А в ползущем в горку автобусе бывает по причине декабрьских сумерек мглисто и темно, и только продолговатая лампочка тлеет в потолочной ямке, грозясь вот-вот помрачить кровавый зигзаг спирали, и, если б не обманный ее свет, по обочинам белелись бы сугробы, а за сугробами на неведомых дорожках чернели бы ледяные раскаты, которые день ото дня всё длинней, потому что прохожие - и дети тоже - в ранней и сырой, как влажный черный хлеб, мгле, нет-нет и проедутся для удовольствия ног по темному, как вода, ледяному протиру. Идут-идут, проедутся, идут-идут, проедутся, но из автобуса же ничего не видать - на стеклах непроскребаемый иней, который, толстея книзу, не белеет, а в красном коптилочном свете темнеет, а протаянные монетками для узнавания остановок дырки суть дыры во тьму - в камеру-обскуру декабря, но можно все же представить, что впереди у автобуса тлеют желтые фары, позади не горит ничего, юбки ему замела пурга, обмякшие шины или толкут снег в картофельную муку, или прессуют его в колеях сухими вафлями. Столбовые фонари еще не зажжены, а может, в них расколочены лампочки, так что снег не сверкает, а - темный - белеется, покуда автобус протаптывает дорогу и от желтых его волчьих глаз шарахаются в сугроб встречные дровни, из которых торчат, конечно, две пары промерзлых лаптей...

И насколько - как белелась, так и остается мутная белизна за ползущим в белом пару автобусом - настолько за дровнями, когда они выдерутся на колею, что-то всегда чернеет - сена клок, навозный котях, шелуха луковая, а то и горе луковое на снежную муку вывалится на муку мученскую.

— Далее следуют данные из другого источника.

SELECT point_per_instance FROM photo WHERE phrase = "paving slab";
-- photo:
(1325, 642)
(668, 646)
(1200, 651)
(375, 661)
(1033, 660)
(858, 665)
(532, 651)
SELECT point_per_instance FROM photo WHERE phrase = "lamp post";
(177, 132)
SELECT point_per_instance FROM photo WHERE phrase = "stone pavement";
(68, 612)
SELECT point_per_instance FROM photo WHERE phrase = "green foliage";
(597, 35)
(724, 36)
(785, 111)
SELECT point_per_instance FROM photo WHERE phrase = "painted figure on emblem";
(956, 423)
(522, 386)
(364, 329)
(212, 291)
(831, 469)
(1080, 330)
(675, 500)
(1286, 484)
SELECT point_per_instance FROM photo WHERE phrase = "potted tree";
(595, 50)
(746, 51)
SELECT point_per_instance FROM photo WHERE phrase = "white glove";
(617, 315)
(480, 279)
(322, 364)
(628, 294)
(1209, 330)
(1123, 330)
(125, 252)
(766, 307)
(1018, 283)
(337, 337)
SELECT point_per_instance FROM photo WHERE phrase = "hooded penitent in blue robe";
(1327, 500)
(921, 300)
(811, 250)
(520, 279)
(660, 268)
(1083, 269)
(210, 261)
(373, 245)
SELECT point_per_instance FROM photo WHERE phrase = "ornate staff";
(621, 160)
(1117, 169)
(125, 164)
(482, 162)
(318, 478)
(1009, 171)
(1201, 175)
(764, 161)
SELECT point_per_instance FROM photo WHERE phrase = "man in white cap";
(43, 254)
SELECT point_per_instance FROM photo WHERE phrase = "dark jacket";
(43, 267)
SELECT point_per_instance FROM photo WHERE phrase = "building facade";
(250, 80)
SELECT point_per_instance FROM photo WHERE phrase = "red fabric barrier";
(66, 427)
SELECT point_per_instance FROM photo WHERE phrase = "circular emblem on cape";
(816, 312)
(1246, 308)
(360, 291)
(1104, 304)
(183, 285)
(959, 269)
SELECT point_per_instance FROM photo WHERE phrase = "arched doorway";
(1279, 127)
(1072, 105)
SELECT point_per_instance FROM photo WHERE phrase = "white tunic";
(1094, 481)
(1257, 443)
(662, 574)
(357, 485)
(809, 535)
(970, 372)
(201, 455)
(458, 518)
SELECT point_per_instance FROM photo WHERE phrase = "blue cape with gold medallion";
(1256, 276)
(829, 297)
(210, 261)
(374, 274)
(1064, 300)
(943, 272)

Зато на правом боку автобуса повис народ, греясь друг об дружку и меняя усталую руку. Хотя шофер рулит осторожно, да и не разогнать наш тридцать седьмой-то, висящая куча нет-нет и взрыхлит снежную какую-нибудь кучу, и тогда за шивороты и в рукава набивается снег и растаивает там, смачивая одежу и кожу нашу человечью, а если набьется много и не вытряхнуть, потому что едешь двумя руками и висячего места терять неохота, то и до заду дотекет, но уже теплой водой, распаренной, а там кальсоны его промакивают...

А что лучше кальсон-то? Лучше кальсон - одни портянки. Исподники вы наши и портянки дорогие, в вас мы яйца греем, в вас мы ими преем, вот.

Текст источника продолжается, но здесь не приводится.